Skrrrrrrrrttttch — I looked down at the barren, purple wasteland that was formerly my chest. As the fluorescent lights flickered from the ceiling, small droplets of blood began to rise like pools of acid around my belly button, while random patches of hair still clung to their afterlife. Mileena began to carefully pluck the remaining hairs on my stomach with a tweezer, and I felt the buzz of my Nokia cell phone. It was a text from Jeffrey Lee, a well-connected friend and local fashion stylist.
“Great news James! I think I finally have a show for you!”
Zebraclub was an urban clothing boutique carrying hot brands like G Star Raw and Diesel, and had several locations in Seattle and Vancouver, British Columbia. Jeffrey informed me I would walk the show for their 2004 fall collection at Neighbours, a popular gay nightclub in Seattle.
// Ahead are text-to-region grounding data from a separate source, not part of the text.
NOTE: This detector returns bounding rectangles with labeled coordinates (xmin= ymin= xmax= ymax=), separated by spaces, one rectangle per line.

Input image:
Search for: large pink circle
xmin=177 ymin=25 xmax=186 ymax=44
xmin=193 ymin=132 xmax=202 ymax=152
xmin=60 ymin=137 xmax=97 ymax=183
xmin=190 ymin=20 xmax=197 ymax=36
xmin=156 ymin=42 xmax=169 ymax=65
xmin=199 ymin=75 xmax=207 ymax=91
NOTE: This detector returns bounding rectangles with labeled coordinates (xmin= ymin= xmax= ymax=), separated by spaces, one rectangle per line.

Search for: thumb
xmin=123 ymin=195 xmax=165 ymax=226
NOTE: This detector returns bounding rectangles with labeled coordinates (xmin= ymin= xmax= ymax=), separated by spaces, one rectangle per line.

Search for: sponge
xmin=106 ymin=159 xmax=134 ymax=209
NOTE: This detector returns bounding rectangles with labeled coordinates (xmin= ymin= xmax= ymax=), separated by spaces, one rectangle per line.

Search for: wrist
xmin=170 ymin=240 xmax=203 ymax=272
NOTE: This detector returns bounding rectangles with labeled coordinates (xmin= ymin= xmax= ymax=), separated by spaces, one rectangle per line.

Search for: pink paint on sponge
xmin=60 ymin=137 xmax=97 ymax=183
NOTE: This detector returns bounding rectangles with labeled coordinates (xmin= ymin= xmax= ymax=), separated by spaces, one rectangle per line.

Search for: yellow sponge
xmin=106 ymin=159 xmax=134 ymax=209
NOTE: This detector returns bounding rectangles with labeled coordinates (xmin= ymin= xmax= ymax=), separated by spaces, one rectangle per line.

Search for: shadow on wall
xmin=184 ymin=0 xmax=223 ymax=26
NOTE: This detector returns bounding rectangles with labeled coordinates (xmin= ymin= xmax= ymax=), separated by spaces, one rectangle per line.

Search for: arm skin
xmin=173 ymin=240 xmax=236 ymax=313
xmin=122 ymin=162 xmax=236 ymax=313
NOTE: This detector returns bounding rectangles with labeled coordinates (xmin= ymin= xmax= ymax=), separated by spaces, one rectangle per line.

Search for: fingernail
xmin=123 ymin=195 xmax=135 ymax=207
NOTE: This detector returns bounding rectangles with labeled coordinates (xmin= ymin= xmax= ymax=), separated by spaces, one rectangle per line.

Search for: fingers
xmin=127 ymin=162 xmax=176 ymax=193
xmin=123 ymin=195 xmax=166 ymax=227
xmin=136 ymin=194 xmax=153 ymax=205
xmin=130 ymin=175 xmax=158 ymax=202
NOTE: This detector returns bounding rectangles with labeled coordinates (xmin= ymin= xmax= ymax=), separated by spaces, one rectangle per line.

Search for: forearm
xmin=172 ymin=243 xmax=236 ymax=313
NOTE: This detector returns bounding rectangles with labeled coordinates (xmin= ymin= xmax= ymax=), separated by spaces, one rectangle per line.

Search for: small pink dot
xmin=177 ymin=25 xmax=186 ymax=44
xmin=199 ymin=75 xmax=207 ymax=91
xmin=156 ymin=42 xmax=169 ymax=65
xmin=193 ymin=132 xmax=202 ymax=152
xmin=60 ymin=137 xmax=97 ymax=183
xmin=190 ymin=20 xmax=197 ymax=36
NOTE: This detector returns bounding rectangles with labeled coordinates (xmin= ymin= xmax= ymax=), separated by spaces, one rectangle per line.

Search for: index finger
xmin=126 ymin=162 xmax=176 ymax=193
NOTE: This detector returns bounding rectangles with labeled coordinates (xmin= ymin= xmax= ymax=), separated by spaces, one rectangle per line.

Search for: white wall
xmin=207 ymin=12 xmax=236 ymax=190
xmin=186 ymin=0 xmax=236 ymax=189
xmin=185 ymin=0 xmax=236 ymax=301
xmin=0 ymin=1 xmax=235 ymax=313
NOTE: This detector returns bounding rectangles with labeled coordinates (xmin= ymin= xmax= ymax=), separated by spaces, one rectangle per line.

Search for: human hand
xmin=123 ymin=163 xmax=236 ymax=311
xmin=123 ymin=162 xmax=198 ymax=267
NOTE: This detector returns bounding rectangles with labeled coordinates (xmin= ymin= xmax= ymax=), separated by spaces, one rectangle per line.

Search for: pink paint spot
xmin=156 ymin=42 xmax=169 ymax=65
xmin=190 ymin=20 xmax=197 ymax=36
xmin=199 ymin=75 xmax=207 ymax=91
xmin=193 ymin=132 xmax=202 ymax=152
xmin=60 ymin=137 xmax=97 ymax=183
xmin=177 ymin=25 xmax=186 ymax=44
Only I’d be paid in clothing and gift certificates that totaled just under $200 — the professional equivalent of receiving a Starbucks gift card for Christmas.
Still in need of real money, I decided to make a quick buck before my catwalk debut. After several rounds of Long Island Iced Tea at R place, I entered the strip contest knowing I’d need to turn in a spectacular performance. I decided to show off my athletic prowess by jumping to the adjacent stage featuring the stripper pole, but in mid-air, I was reminded that my pants were still around my ankles.
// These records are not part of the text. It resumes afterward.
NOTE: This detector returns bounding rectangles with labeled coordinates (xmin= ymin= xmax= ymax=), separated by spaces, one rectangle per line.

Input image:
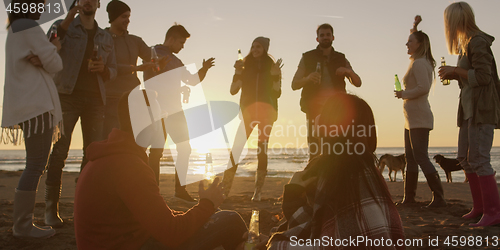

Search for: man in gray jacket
xmin=102 ymin=0 xmax=154 ymax=138
xmin=44 ymin=0 xmax=117 ymax=228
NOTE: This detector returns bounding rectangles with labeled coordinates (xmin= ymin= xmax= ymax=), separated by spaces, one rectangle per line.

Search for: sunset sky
xmin=0 ymin=0 xmax=499 ymax=151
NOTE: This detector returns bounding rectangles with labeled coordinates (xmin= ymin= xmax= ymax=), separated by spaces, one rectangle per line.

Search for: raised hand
xmin=414 ymin=15 xmax=422 ymax=27
xmin=411 ymin=15 xmax=422 ymax=33
xmin=198 ymin=177 xmax=225 ymax=209
xmin=202 ymin=57 xmax=215 ymax=70
xmin=271 ymin=58 xmax=283 ymax=76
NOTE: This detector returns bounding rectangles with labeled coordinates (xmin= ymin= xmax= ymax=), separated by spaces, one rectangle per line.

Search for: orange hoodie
xmin=74 ymin=128 xmax=215 ymax=249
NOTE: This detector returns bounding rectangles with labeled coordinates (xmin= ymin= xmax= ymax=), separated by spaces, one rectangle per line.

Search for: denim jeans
xmin=457 ymin=119 xmax=495 ymax=176
xmin=102 ymin=96 xmax=120 ymax=139
xmin=404 ymin=128 xmax=437 ymax=175
xmin=141 ymin=211 xmax=247 ymax=250
xmin=17 ymin=113 xmax=53 ymax=191
xmin=45 ymin=93 xmax=104 ymax=186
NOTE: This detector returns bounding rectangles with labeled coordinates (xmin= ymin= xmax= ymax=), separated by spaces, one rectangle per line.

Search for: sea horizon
xmin=1 ymin=146 xmax=499 ymax=184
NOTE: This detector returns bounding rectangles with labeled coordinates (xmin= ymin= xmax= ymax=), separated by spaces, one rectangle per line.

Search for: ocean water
xmin=1 ymin=147 xmax=499 ymax=183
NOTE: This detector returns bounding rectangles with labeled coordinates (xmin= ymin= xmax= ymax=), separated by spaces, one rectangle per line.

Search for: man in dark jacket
xmin=291 ymin=23 xmax=362 ymax=160
xmin=102 ymin=0 xmax=154 ymax=138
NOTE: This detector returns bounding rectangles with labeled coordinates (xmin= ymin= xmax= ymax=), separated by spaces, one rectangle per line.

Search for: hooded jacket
xmin=74 ymin=129 xmax=215 ymax=249
xmin=457 ymin=31 xmax=500 ymax=128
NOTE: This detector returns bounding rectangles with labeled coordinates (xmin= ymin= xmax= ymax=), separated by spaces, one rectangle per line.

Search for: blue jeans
xmin=404 ymin=128 xmax=437 ymax=175
xmin=141 ymin=211 xmax=247 ymax=250
xmin=46 ymin=94 xmax=104 ymax=186
xmin=457 ymin=119 xmax=495 ymax=176
xmin=102 ymin=96 xmax=120 ymax=139
xmin=17 ymin=113 xmax=53 ymax=191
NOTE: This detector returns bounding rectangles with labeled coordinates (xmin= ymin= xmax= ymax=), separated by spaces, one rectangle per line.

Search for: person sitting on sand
xmin=74 ymin=91 xmax=247 ymax=250
xmin=264 ymin=93 xmax=405 ymax=249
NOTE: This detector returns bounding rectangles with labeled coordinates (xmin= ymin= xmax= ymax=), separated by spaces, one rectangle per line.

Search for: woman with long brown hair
xmin=222 ymin=37 xmax=282 ymax=201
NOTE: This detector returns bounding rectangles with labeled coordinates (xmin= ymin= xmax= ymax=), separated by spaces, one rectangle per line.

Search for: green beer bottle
xmin=394 ymin=74 xmax=402 ymax=91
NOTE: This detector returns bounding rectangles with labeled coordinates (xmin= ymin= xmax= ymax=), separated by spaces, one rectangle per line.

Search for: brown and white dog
xmin=378 ymin=154 xmax=406 ymax=182
xmin=433 ymin=154 xmax=468 ymax=183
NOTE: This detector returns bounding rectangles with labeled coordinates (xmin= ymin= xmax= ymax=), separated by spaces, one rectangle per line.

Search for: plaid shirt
xmin=268 ymin=156 xmax=405 ymax=250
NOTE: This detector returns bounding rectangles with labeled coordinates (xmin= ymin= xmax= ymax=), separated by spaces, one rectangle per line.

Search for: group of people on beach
xmin=2 ymin=0 xmax=500 ymax=249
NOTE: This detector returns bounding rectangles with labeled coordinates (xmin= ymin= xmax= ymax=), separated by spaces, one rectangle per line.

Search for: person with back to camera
xmin=74 ymin=91 xmax=247 ymax=250
xmin=394 ymin=15 xmax=446 ymax=208
xmin=262 ymin=93 xmax=405 ymax=249
xmin=222 ymin=37 xmax=282 ymax=201
xmin=2 ymin=0 xmax=63 ymax=238
xmin=439 ymin=2 xmax=500 ymax=227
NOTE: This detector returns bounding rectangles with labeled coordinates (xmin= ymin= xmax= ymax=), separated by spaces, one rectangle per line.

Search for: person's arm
xmin=116 ymin=64 xmax=136 ymax=76
xmin=336 ymin=59 xmax=362 ymax=87
xmin=197 ymin=57 xmax=215 ymax=82
xmin=89 ymin=42 xmax=117 ymax=82
xmin=281 ymin=184 xmax=307 ymax=220
xmin=271 ymin=58 xmax=283 ymax=97
xmin=230 ymin=60 xmax=244 ymax=95
xmin=401 ymin=60 xmax=431 ymax=100
xmin=291 ymin=57 xmax=312 ymax=90
xmin=230 ymin=78 xmax=242 ymax=95
xmin=99 ymin=42 xmax=117 ymax=82
xmin=27 ymin=26 xmax=62 ymax=74
xmin=131 ymin=38 xmax=156 ymax=73
xmin=282 ymin=168 xmax=318 ymax=221
xmin=57 ymin=5 xmax=82 ymax=39
xmin=466 ymin=37 xmax=494 ymax=87
xmin=116 ymin=161 xmax=216 ymax=249
xmin=410 ymin=15 xmax=422 ymax=33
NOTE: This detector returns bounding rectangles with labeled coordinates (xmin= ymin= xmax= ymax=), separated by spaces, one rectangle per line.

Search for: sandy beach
xmin=1 ymin=170 xmax=500 ymax=249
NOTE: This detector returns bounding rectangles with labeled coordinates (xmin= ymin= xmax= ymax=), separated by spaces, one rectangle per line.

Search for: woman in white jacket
xmin=2 ymin=0 xmax=63 ymax=238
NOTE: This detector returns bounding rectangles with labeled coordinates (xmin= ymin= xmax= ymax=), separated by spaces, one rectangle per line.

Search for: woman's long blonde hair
xmin=444 ymin=2 xmax=482 ymax=55
xmin=411 ymin=31 xmax=436 ymax=71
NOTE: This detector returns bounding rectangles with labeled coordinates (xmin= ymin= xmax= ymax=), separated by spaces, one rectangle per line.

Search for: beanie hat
xmin=253 ymin=36 xmax=270 ymax=53
xmin=107 ymin=0 xmax=131 ymax=23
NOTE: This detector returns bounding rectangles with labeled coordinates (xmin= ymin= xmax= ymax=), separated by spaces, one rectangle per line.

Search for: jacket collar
xmin=155 ymin=44 xmax=173 ymax=54
xmin=314 ymin=45 xmax=338 ymax=62
xmin=104 ymin=27 xmax=129 ymax=38
xmin=73 ymin=15 xmax=105 ymax=36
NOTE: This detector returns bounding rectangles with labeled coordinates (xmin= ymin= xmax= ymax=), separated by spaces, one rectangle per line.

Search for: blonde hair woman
xmin=395 ymin=16 xmax=446 ymax=208
xmin=439 ymin=2 xmax=500 ymax=227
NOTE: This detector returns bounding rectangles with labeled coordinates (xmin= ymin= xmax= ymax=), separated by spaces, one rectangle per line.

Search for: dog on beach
xmin=433 ymin=154 xmax=467 ymax=183
xmin=378 ymin=154 xmax=406 ymax=182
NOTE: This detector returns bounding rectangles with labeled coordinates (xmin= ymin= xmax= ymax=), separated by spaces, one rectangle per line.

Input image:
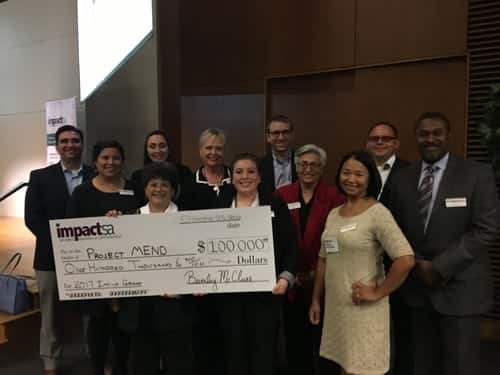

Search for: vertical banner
xmin=45 ymin=97 xmax=77 ymax=165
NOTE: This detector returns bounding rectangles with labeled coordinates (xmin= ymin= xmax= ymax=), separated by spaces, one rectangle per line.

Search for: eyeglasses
xmin=367 ymin=136 xmax=396 ymax=143
xmin=268 ymin=130 xmax=292 ymax=137
xmin=297 ymin=161 xmax=322 ymax=170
“OOOOOOH!” the crowd roared. I was lying face down in front of several hundred people. “That bitch went dooooown!” exclaimed a twink in the front row. Tito announced my third-place finish and a $50 prize, and I knew I had deeply damaged my brand.
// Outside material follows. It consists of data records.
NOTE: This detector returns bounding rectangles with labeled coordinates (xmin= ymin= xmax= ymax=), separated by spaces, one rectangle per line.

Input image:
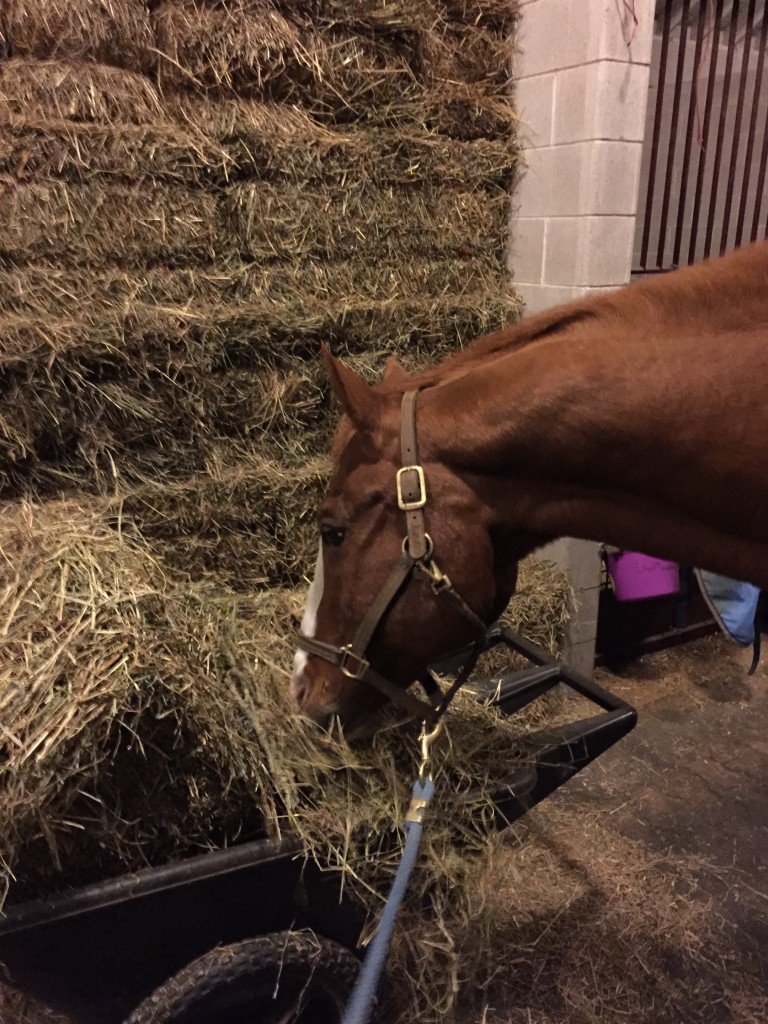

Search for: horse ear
xmin=320 ymin=344 xmax=380 ymax=432
xmin=381 ymin=356 xmax=409 ymax=385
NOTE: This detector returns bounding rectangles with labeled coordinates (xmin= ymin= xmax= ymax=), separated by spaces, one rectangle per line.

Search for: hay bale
xmin=0 ymin=177 xmax=505 ymax=265
xmin=120 ymin=455 xmax=329 ymax=588
xmin=170 ymin=94 xmax=519 ymax=186
xmin=0 ymin=282 xmax=519 ymax=382
xmin=0 ymin=256 xmax=511 ymax=324
xmin=0 ymin=293 xmax=521 ymax=496
xmin=152 ymin=0 xmax=301 ymax=92
xmin=151 ymin=2 xmax=510 ymax=113
xmin=0 ymin=59 xmax=162 ymax=124
xmin=0 ymin=180 xmax=218 ymax=264
xmin=0 ymin=0 xmax=154 ymax=72
xmin=0 ymin=265 xmax=520 ymax=496
xmin=0 ymin=61 xmax=517 ymax=192
xmin=1 ymin=103 xmax=518 ymax=189
xmin=297 ymin=0 xmax=516 ymax=33
xmin=224 ymin=180 xmax=509 ymax=260
xmin=421 ymin=23 xmax=514 ymax=90
xmin=441 ymin=0 xmax=518 ymax=30
xmin=0 ymin=118 xmax=232 ymax=186
xmin=151 ymin=2 xmax=421 ymax=103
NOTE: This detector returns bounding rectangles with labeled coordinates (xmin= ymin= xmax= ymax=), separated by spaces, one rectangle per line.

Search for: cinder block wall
xmin=510 ymin=0 xmax=655 ymax=673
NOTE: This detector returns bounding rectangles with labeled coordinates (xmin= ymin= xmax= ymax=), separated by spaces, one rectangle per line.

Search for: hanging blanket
xmin=695 ymin=569 xmax=762 ymax=673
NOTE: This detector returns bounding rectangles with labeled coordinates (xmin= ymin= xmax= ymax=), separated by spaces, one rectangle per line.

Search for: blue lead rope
xmin=340 ymin=775 xmax=436 ymax=1024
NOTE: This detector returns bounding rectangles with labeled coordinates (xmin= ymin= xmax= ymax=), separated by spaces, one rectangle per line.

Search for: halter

A week later at Zebraclub, Jeffrey and I gathered pieces together at a model fitting for the coming Nieghbours fashion show. I could barely walk from a severe bone bruise to my leg, and my stomach and chest were covered with ingrown hairs. Since I couldn’t fit my leg into slim black jeans and needed to incorporate my limp, I told Jeffrey that we’d go with a “slick hip-hop look.” I put on wide-legged Diesel jeans, covered my chest with a white Penguin vest and wore a backwards, plastic green visor. I would make my catwalk debut dressed as a gay Kevin Federline.
As I drove home from my first fitting as a real model, I couldn’t help but feel like my path to stardom was laid out in front of me and my 1988 Toyota Tercel. My muffler had fallen off earlier in the middle of a downtown Seattle intersection, but I was too excited by my burgeoning career to be bothered. As my car grumbled up Pike Street, I saw the muffler still sitting in the middle of the next intersection. It was rush hour, and amidst honking horns, I stopped my car and opened the door. I knew I was having a moment.
It was heavy and covered in black tar, but I’d show them how to pick up that muffler. I grabbed the steel tail pipe with one hand and the exhaust in the other; my triceps gleaming with sweat under the intent stare of halted traffic. I didn’t yet know what my future would bring, but I did know I was standing in front of a sea of flashing lights. I stood staring down the cars before me, daring them to run me over. With sixty pounds of tarred metal held perfectly upright from my crotch, I turned ever so slightly — and proudly gave them my left side.